We recently worked with a Southern California real estate limited partnership that had a managing partner receiving a profit-based distribution for overseeing property management. Under prior practice, this was being reported under Code A. Under the 2025 instructions, distributions for services must now be evaluated for Code F or G treatment. We correctly classified the distribution as Code F (cash for services) and ensured the managing partner’s K-1 properly reflected the income character — avoiding potential IRS scrutiny and ensuring consistent filing.

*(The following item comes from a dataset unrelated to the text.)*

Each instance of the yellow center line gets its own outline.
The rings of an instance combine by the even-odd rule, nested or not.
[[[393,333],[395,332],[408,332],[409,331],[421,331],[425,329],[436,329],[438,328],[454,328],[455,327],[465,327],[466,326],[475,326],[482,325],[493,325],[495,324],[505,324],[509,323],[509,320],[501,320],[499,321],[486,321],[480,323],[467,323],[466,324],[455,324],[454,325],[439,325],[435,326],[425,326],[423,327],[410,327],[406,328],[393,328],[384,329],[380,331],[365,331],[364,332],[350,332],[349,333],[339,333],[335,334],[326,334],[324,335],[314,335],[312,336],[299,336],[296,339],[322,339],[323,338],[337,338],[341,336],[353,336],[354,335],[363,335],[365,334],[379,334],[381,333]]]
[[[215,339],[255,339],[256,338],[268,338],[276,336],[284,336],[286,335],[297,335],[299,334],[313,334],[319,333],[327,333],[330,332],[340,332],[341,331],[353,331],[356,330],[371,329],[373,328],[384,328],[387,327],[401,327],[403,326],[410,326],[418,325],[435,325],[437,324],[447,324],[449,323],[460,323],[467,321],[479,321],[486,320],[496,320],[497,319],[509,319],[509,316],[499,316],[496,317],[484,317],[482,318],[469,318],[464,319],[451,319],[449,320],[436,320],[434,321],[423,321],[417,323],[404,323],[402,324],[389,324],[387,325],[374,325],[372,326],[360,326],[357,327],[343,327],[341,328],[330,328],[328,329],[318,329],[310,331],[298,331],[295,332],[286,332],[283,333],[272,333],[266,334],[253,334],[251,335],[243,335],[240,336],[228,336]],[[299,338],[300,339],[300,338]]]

How to Submit Feedback on the 2025 Form 1065 Instructions 📩
The IRS is actively inviting feedback on the 2025 instructions to inform the development of tax year 2026 forms. Submit comments at IRS.gov/FormsComments using these subject lines:
- Form 1065 Instructions: subject line “Instructions for Form 1065”
- Schedule K-1 Instructions: subject line “Partner’s Instructions Schedule K-1”
Tax professionals who work with partnership returns regularly have a meaningful opportunity to shape how these instructions evolve. The new codes — particularly Codes F, G, and D — may benefit from further clarification in future guidance.